Last time I checked, oil prices were hovering just below $100 per barrel. This reminds me of something I used to obsessabout: high oil prices hit some places harder than others.
All else being equal, oil-efficient economies are more insulated from oil price shocks than are economies that require large oil inputs to function. I’m not talking about the amount of oil consumption, but about the “oil-intensity” of an economy. New York state consumes a lot of oil and it also produces a lot of wealth. Other states, such as Louisiana, consume a lot of oil, but don’t produce anywhere near as much wealth per unit of energy. (In fact, New York produces five times as much wealth per barrel of oil as Louisiana.)
Just so, when oil prices skyrocket, Rhode Island suffers less pain than Texas. And Massachusetts feels less of a pinch than Wyoming. So at the risk of oversimplification, I’ll propose a little schema for the future:
- If the future is likely to bring high oil prices; and..
- We’d like to remain prosperous; then..
- We should probably start weaning our economies from petroleum.
Brilliant, I know.
I guess, one potential lesson here is that our big capital investments shouldn’t expose us to decades of oil price shocks. (Yeah, I’m talking to you, highway.) They should insulate us from high oil prices. (Oh, hi there, compact walkable neighborhood.)
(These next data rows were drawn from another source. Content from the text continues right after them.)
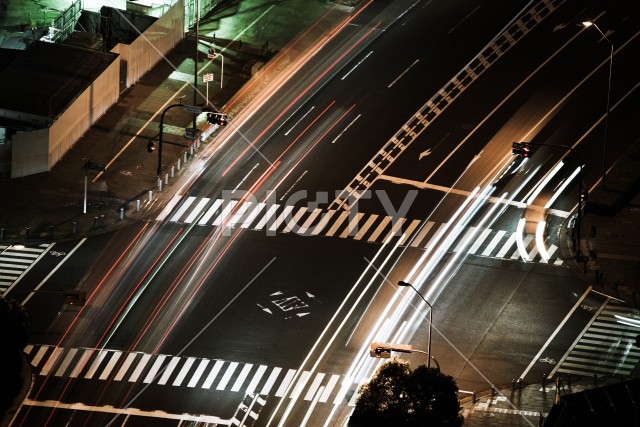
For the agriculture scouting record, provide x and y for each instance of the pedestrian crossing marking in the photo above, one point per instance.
(606, 346)
(372, 228)
(15, 262)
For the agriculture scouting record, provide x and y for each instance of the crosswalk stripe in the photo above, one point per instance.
(323, 222)
(353, 225)
(125, 366)
(285, 382)
(507, 246)
(314, 386)
(213, 374)
(139, 368)
(199, 371)
(65, 362)
(210, 212)
(365, 227)
(196, 211)
(337, 223)
(227, 375)
(347, 224)
(294, 221)
(380, 229)
(96, 363)
(256, 379)
(252, 216)
(184, 371)
(182, 209)
(223, 217)
(110, 365)
(329, 388)
(307, 224)
(154, 369)
(302, 381)
(243, 375)
(84, 359)
(169, 370)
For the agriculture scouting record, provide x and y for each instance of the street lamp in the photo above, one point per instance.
(401, 283)
(382, 350)
(606, 119)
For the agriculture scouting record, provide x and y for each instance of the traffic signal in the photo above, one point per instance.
(217, 119)
(584, 194)
(522, 149)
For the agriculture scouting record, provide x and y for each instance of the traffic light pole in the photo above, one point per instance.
(159, 171)
(579, 215)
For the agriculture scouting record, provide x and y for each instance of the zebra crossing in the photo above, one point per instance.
(371, 228)
(606, 346)
(191, 372)
(15, 261)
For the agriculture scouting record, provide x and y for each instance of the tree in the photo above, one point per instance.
(398, 396)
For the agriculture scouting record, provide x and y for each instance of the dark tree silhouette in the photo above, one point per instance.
(398, 396)
(13, 338)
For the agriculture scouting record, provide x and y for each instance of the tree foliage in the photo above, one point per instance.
(398, 396)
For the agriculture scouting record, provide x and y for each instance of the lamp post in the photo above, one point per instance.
(606, 119)
(401, 283)
(159, 170)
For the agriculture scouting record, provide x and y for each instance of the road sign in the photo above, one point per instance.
(95, 166)
(192, 108)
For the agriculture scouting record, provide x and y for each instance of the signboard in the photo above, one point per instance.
(192, 108)
(95, 166)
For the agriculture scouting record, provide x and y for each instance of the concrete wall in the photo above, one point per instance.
(39, 151)
(157, 40)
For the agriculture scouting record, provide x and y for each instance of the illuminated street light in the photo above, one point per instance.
(606, 119)
(401, 283)
(382, 350)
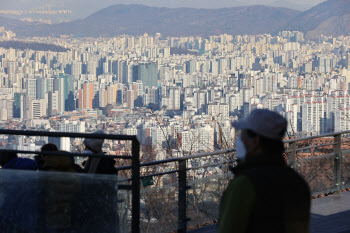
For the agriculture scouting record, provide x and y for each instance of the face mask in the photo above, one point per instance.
(240, 149)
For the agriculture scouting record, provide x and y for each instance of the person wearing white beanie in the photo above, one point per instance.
(97, 165)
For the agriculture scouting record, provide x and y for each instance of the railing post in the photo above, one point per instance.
(292, 154)
(337, 162)
(182, 205)
(135, 225)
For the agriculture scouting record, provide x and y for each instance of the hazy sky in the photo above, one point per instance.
(83, 8)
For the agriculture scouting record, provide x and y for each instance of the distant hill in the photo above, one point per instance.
(32, 45)
(328, 18)
(138, 19)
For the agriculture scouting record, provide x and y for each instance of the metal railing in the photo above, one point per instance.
(338, 139)
(292, 151)
(135, 161)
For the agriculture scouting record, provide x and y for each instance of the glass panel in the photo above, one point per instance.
(318, 171)
(159, 209)
(62, 202)
(346, 169)
(203, 199)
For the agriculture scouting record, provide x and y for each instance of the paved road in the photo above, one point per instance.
(330, 214)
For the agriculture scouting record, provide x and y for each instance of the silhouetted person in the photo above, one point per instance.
(101, 210)
(10, 160)
(265, 195)
(61, 191)
(97, 165)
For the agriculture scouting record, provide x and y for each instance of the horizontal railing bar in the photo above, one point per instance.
(71, 135)
(316, 157)
(315, 146)
(316, 136)
(124, 186)
(63, 153)
(207, 154)
(160, 174)
(122, 168)
(179, 159)
(210, 165)
(188, 169)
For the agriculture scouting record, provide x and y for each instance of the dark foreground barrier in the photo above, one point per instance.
(62, 202)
So, how do all 50 states stack up? And how does the Northwest fare? Find out below the jump…
For context, on average, the US consumes 25 gallons of oil for each $1,000 of GDP it produces.
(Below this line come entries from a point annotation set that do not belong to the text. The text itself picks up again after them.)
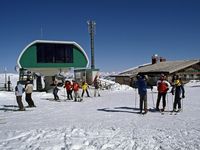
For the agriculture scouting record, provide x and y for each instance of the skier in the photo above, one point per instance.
(19, 90)
(179, 92)
(142, 90)
(96, 83)
(68, 87)
(162, 86)
(85, 89)
(55, 89)
(76, 92)
(28, 91)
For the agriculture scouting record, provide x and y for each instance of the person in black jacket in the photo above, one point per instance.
(142, 90)
(179, 92)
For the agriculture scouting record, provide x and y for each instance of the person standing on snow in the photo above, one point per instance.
(162, 86)
(76, 92)
(85, 89)
(55, 89)
(142, 90)
(96, 83)
(179, 91)
(68, 87)
(28, 91)
(19, 90)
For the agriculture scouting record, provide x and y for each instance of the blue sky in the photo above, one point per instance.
(128, 32)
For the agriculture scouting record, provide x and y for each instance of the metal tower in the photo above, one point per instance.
(91, 30)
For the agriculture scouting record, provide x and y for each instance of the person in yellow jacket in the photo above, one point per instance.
(85, 89)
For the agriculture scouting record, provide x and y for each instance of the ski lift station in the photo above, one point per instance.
(46, 59)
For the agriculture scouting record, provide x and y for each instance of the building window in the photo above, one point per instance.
(54, 53)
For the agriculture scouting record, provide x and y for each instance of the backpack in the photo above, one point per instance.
(162, 87)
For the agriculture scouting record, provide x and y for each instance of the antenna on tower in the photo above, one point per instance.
(91, 30)
(41, 32)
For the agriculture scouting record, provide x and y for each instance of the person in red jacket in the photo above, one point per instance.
(76, 92)
(68, 87)
(162, 86)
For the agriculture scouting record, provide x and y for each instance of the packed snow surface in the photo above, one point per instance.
(109, 122)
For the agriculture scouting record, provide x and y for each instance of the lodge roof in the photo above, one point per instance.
(167, 67)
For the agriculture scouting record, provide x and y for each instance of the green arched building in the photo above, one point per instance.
(51, 57)
(46, 59)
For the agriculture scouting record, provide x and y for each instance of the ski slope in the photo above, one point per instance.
(109, 122)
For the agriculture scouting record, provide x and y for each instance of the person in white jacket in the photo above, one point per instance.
(19, 90)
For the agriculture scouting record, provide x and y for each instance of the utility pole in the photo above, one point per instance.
(91, 30)
(5, 85)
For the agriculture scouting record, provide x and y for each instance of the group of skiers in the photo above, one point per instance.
(163, 87)
(69, 86)
(19, 90)
(73, 86)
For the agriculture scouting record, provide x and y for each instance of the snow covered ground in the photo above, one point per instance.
(109, 122)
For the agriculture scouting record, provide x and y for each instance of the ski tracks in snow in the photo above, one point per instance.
(102, 139)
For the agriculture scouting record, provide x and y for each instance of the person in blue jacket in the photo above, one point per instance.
(142, 91)
(179, 92)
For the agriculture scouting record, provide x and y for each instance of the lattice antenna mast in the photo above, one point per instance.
(91, 30)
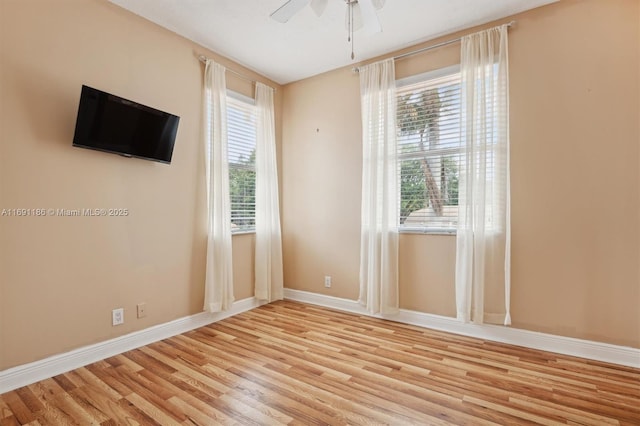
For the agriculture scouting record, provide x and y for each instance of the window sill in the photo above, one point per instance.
(248, 231)
(428, 231)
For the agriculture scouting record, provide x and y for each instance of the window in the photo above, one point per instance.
(241, 130)
(429, 149)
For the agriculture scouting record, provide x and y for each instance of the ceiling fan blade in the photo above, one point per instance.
(287, 10)
(319, 6)
(370, 17)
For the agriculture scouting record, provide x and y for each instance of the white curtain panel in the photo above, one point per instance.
(483, 237)
(379, 227)
(218, 295)
(268, 251)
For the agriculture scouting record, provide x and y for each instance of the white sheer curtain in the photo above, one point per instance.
(218, 294)
(379, 227)
(483, 238)
(268, 254)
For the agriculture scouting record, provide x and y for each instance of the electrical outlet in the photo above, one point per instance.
(142, 309)
(117, 316)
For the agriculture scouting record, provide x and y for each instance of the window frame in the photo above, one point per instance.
(407, 81)
(235, 97)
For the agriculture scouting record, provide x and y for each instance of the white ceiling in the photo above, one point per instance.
(307, 45)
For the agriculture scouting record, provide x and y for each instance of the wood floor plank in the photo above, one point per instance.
(289, 363)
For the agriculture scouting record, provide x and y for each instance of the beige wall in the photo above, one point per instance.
(60, 277)
(575, 178)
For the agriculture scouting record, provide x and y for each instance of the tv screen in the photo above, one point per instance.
(113, 124)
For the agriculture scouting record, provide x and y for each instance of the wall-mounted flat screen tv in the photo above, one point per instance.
(113, 124)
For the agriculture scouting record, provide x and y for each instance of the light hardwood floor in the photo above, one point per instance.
(297, 364)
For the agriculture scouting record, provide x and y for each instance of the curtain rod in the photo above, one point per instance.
(424, 49)
(204, 59)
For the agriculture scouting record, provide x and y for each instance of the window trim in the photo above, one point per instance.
(239, 97)
(407, 81)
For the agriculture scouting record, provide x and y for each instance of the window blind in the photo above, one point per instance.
(429, 149)
(241, 136)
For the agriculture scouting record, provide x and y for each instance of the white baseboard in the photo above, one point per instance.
(621, 355)
(26, 374)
Gallons of oil per $1,000 of gross product | ||
1 | New York | 15 |
2 | Rhode Island | 17 |
3 | Massachusetts | 17 |
4 | Colorado | 18 |
5 | California | 18 |
6 | Maryland | 18 |
7 | Illinois | 19 |
8 | Connecticut | 19 |
9 | Nevada | 19 |
10 | Delaware | 19 |
11 | Michigan | 20 |
12 | Arizona | 21 |
13 | Oregon | 21 |
14 | Wisconsin | 22 |
15 | North Carolina | 22 |
16 | New Jersey | 22 |
17 | Virginia | 23 |
18 | Minnesota | 23 |
19 | Ohio | 23 |
20 | Pennsylvania | 24 |
21 | Georgia | 24 |
22 | Washington | 24 |
23 | Utah | 24 |
24 | Florida | 25 |
25 | Nebraska | 25 |
26 | Idaho | 26 |
27 | Missouri | 26 |
28 | Tennessee | 27 |
29 | Indiana | 28 |
30 | South Dakota | 28 |
31 | New Hampshire | 29 |
32 | Iowa | 29 |
33 | New Mexico | 30 |
34 | Vermont | 31 |
35 | Kansas | 31 |
36 | Alabama | 33 |
37 | South Carolina | 33 |
38 | Arkansas | 34 |
39 | Oklahoma | 34 |
40 | Kentucky | 40 |
41 | West Virginia | 41 |
42 | Hawaii | 41 |
43 | North Dakota | 43 |
44 | Maine | 44 |
45 | Mississippi | 46 |
46 | Texas | 47 |
47 | Wyoming | 48 |
48 | Montana | 49 |
49 | Alaska | 67 |
50 | Louisiana | 75 |
Obviously, there are about a trillion reasons for the way these rankings play out. (And keen-eyed readers may notice that energy-producing states are also the most oil-intense economies.) But it sort of doesn’t matter why an economy is oil-ineffecient. After all, it’s not as if Kansas is going to get a discount on gas prices because it’s rural and spread out. Rather, places that need a lot of oil to drive their economies will simply find it tougher to keep up if high prices become the norm.
As a postscript, the United States and Canada are two of the most energy-intensive economies in the world. Countries like Japan and Germany can produce two or three times as much wealth with the same amount of energy. So, all else being equal, when oil prices get high, the North American economy feels two or three times the pain as some of our principal competitors.
So there’s your Turkey Day conversation starter. You’re welcome.
I calculated the figures above using 2004 oil consumption data from the US Energy Information Administration, and 2004 gross state product data from the US Census Bureau.